Stream-Based Monitoring of Algorithmic Fairness
Jan Baumeister, Bernd Finkbeiner, Frederik Scheerer, Julian Siber, Tobias Wagenpfeil
TL;DR
The paper addresses the challenge of verifying algorithmic fairness in deployed decision and prediction systems where static verification is often infeasible due to complexity and data volume. It proposes stream-based runtime monitoring using RTLola to formalize and check temporal fairness properties, extracting independent trials from a single execution and estimating conditional probabilities with time-aware monitors. To stabilize early decisions, the authors employ MAP priors and demonstrate their approach on synthetic benchmarks and real-world COMPAS data, showing that RTLola-based monitoring can detect unfairness early and scale to high-throughput settings.

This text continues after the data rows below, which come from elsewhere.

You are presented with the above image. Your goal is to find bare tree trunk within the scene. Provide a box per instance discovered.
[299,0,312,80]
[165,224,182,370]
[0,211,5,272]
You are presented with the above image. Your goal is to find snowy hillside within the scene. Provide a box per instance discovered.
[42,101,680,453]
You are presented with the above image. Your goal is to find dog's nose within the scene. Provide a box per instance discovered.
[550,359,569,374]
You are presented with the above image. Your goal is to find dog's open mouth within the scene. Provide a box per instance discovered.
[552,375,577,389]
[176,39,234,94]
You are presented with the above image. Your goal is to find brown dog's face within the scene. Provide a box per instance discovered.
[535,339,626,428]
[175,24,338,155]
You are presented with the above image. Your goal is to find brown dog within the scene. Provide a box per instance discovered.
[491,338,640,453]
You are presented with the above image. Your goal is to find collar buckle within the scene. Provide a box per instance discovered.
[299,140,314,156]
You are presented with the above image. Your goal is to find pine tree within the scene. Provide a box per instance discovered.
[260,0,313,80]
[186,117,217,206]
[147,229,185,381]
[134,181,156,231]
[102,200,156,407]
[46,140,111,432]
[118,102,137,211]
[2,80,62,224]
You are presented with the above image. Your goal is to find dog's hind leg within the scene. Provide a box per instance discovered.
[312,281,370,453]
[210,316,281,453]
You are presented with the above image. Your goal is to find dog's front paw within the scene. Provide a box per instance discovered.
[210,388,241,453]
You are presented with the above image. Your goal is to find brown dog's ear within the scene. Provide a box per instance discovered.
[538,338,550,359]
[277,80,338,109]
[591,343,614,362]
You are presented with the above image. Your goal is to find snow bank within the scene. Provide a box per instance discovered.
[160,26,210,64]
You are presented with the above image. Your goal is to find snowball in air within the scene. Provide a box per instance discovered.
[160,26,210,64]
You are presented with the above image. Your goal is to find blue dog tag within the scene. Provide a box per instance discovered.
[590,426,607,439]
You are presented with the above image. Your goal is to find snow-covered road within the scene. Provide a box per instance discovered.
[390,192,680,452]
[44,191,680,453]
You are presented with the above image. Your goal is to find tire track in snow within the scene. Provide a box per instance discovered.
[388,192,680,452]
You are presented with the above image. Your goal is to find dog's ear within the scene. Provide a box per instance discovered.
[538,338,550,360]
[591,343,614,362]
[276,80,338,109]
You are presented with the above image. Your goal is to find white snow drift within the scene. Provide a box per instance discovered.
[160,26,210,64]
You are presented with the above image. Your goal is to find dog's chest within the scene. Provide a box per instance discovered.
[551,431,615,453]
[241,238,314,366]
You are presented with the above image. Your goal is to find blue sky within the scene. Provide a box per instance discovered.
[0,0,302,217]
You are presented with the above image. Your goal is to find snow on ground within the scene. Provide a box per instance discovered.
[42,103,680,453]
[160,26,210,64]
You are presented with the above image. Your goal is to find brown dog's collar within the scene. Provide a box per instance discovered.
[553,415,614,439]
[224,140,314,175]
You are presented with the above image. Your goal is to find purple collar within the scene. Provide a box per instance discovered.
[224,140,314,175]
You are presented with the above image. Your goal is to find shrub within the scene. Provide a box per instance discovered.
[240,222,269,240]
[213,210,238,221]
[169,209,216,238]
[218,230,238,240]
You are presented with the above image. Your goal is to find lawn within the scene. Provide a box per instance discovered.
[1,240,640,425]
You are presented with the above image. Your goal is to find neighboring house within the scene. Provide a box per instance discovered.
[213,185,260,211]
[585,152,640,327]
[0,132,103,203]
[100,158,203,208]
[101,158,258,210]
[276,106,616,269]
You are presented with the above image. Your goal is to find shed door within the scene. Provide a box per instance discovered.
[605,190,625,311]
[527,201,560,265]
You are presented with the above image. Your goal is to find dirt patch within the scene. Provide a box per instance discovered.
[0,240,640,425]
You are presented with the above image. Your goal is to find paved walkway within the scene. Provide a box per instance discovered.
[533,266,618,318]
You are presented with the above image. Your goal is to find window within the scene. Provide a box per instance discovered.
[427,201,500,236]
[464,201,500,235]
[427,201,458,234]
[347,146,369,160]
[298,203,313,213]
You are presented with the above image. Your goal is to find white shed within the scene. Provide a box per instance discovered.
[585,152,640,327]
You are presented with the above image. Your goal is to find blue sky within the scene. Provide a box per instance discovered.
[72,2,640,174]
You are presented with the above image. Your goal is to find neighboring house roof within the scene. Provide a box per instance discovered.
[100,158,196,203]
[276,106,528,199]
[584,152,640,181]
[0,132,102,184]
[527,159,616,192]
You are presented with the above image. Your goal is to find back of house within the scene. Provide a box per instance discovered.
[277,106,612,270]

The work offers a practical framework for real-time auditing of fairness that complements, and in some cases surpasses, traditional database-based monitoring approaches in speed and expressiveness.
Abstract
Automatic decision and prediction systems are increasingly deployed in applications where they significantly impact the livelihood of people, such as for predicting the creditworthiness of loan applicants or the recidivism risk of defendants. These applications have given rise to a new class of algorithmic-fairness specifications that require the systems to decide and predict without bias against social groups. Verifying these specifications statically is often out of reach for realistic systems, since the systems may, e.g., employ complex learning components, and reason over a large input space. In this paper, we therefore propose stream-based monitoring as a solution for verifying the algorithmic fairness of decision and prediction systems at runtime. Concretely, we present a principled way to formalize algorithmic fairness over temporal data streams in the specification language RTLola and demonstrate the efficacy of this approach on a number of benchmarks. Besides synthetic scenarios that particularly highlight its efficiency on streams with a scaling amount of data, we notably evaluate the monitor on real-world data from the recidivism prediction tool COMPAS.